Kyle, tell us a little bit about yourself and your background.

I was planning a career around something nature-oriented, but I saw my college roommate chatting in real time with someone on the west coast through his computer. I thought that was just the coolest thing. So I picked up a network programming book, taught myself how to build networked applications, and started spending all of my free time building open source software: chat systems, games, and more.

Still, I finished my environmental degree and went on to pursue a masters in multivariate environmental modeling, thinking I was a science guy. Eventually a friend convinced me that I should get paid for all of the software development I was doing in my free time, so I submitted my resume to the video games industry, and two weeks later I had a job as a senior game developer working on back end systems.

Years in the games industry taught me what it meant to work on customer products and how to build very high-performance systems (a console or PC game is a collection of very complicated, high performance systems).

My time at PayPal taught me how to work in very high-scale data systems and how to think about highly reliable systems.

What brought you to GLYNT? Why GLYNT?

After leading so many teams at PayPal for the past 10 years, I asked myself what I liked most in my various roles and wanted to do each day to feel satisfied. And the answer was clear: I love working with my teams to envision and build cool things that solve real problems. In fact, at that time I had an engineering team that was building a system not too different from GLYNT, but for a different problem space, and had I told myself that in my next role I wanted to focus more of my time each day on a team and system like that.

Of the various opportunities I was exploring next, GLYNT had that very appealing combination of software engineering, in a data space, and with a team of great people who I immediately knew I’d love working with. It was exactly the sort of thing I had told myself I wanted to be doing in my next role.

You’ve had a lot of experience with data pipelines. Can you define the concept and talk about how it applies at GLYNT?
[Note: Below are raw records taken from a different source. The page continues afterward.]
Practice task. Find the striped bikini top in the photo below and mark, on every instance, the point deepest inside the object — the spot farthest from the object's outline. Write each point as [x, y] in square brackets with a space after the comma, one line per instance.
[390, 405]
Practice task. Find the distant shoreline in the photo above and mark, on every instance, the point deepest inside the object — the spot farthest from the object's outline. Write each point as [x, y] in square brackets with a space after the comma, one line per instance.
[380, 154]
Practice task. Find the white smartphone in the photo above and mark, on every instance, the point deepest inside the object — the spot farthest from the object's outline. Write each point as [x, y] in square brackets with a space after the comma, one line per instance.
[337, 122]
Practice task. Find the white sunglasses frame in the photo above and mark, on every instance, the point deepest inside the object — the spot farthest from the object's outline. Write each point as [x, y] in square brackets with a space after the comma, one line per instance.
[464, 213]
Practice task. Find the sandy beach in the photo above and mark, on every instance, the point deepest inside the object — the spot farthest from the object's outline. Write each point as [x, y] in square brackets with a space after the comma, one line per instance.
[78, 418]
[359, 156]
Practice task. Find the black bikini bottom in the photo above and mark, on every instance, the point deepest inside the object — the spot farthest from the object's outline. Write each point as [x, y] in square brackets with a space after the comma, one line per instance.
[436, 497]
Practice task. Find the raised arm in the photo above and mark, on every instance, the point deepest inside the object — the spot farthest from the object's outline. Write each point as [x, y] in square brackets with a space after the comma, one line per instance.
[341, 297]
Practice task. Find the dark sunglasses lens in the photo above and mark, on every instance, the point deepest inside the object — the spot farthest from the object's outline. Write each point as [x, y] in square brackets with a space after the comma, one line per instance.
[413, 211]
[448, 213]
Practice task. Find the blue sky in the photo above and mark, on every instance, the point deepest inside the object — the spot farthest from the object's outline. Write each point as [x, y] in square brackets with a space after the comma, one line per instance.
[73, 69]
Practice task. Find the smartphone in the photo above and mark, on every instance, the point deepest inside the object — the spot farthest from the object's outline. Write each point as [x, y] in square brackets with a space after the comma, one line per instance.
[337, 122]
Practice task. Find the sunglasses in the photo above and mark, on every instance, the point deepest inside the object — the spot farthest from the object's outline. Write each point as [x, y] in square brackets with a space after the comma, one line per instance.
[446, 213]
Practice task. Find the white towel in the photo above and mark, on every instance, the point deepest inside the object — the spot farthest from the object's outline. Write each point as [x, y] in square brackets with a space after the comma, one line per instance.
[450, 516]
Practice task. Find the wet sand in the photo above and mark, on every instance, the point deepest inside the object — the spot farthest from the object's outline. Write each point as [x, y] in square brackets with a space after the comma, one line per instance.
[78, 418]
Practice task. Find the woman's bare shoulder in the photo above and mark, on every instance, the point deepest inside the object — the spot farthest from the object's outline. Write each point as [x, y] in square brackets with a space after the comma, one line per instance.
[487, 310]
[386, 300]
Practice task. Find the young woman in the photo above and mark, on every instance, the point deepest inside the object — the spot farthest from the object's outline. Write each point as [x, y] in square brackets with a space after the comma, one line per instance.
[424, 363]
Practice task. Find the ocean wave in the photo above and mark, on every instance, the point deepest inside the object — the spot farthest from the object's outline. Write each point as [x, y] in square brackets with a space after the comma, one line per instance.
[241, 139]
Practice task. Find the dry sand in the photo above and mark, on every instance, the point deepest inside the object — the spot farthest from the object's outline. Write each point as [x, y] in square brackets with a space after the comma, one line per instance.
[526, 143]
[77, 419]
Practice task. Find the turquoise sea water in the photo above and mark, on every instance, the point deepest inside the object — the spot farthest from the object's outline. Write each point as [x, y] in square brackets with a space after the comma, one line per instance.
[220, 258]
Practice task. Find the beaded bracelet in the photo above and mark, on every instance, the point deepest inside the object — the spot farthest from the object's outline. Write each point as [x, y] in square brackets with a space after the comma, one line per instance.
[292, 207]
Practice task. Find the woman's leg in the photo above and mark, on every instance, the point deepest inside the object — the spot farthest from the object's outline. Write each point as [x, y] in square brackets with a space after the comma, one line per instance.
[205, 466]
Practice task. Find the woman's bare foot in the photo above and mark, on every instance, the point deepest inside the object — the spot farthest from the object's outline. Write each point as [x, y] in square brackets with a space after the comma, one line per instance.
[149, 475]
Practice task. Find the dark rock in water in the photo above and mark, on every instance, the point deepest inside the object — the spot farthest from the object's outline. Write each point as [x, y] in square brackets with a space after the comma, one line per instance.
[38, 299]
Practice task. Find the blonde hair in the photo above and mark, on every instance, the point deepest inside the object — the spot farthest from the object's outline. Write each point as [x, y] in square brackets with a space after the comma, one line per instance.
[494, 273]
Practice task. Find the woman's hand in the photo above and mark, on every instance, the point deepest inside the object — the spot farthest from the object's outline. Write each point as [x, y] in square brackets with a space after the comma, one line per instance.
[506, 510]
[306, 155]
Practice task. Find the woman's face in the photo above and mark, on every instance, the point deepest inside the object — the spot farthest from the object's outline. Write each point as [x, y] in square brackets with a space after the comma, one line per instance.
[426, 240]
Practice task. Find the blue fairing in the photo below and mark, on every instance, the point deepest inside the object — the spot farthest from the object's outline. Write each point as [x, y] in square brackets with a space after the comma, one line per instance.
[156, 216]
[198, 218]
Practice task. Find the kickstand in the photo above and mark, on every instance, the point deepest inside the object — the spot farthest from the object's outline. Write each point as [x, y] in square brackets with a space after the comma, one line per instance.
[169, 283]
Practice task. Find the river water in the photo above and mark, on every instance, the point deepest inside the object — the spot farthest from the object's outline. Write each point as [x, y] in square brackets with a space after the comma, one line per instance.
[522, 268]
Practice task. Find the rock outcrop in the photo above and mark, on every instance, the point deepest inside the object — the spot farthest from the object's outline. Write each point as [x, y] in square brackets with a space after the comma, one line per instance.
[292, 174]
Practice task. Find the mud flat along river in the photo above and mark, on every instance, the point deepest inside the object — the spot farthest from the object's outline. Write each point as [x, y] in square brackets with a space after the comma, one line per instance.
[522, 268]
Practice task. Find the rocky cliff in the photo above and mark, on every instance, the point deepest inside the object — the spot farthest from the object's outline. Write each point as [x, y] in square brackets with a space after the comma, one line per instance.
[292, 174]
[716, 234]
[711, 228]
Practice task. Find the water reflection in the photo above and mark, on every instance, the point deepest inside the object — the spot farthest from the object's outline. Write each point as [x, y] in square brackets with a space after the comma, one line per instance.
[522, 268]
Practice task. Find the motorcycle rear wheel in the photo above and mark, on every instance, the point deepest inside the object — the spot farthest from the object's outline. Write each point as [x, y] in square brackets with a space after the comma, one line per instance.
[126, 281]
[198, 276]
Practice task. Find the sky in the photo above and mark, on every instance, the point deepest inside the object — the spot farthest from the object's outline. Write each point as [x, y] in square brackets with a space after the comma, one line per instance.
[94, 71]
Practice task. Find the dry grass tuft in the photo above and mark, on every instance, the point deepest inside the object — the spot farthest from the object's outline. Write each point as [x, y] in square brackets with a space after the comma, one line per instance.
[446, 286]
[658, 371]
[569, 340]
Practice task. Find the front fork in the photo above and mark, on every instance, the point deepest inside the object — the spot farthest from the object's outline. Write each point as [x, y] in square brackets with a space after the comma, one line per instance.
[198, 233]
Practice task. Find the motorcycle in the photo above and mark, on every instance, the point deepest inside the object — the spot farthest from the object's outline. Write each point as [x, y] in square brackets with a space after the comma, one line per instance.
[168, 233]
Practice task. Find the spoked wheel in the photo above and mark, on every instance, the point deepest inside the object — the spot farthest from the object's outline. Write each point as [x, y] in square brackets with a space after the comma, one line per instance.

I’m a software engineer by background, and when I joined the data organization at PayPal, it was immediately clear I wasn’t one of them. It took me a long time to gain acceptance as a data person, it came only after deeply understanding that data and data systems are very different from typical software systems. In a data system, it’s ALL about the data. The software is a means to an end. In a data system, the focus needs to be on what people need from the data, how to produce that from a set of source data through various operations and, above all, ensuring that the data is actually accurate and supports the decisions of the people using it. In its simplest form, a data system produces a useful piece of information from some source data for a decision or process. The “data pipeline” is the various technical steps and logic applied to the source data to ultimately produce the useful information to make a decision. Timeliness and usefulness (including accuracy) are the key measures of success in data pipelines. And this is what GLYNT is doing with documents. It is performing a series of automated, albeit guided, data tasks on documents (the source data) to ultimately create a body of useful information that businesses can use in their business processes. GLYNT is already doing a great job making customers more effective at getting business data from their documents, yet there are so many more data pipeline techniques and technologies and approaches we can bring to bear in this area to give our customers even more useful, accurate, and timely information from their documents in a very easy-to-use tool.

GLYNT is a self-service product, which is a game-changer in the documents-to-data market. What do you think about self-service and what makes a successful self-service product?

I’m still learning about the GLYNT customers and their needs, which is critical to me being an effective engineering leader. But a couple of rules are always in my mind.

First, we have to give customers incredibly simple tools and experiences. Every option requires training on how to use that option and invites confusion and error. How can we create the simplest system that a customer can use with minimal training on how to use it?

Second, our system must be bulletproof and streamlined so that everything just works. I’m an advisor to a small company, and they asked for my help designing a customer service team and process to handle all of the users who were contacting them. I told them to focus first on making sure no one ever needed to contact them, and then we’d talk about how to build customer service for the rare customer issue that couldn’t be avoided. They hadn’t seen it that way.

That is how I think about self-service products – the best ones are so streamlined and simple and bulletproof that they don’t require much customer service. Our customers just want useful data from their documents. Our job is to give them the easiest, most effective, and most reliable way to do that.

And finally, what makes you tick as a leader? What about that emotional connection to leadership?

Through various leadership positions I have found myself managing a breadth of teams and organizations, from software engineering to operations to security, and even some non-technical teams.

I tend to approach all of my organizations as an engineer – what is the ultimate goal of the organization, what does success look like, and how should we structure our people, processes, and our systems to achieve that goal and to best serve the customer and the company?

At work, I care deeply about a couple of things: providing really great, high-quality solutions for our customers while motivating and taking excellent care of my teams. Glad to be at GLYNT!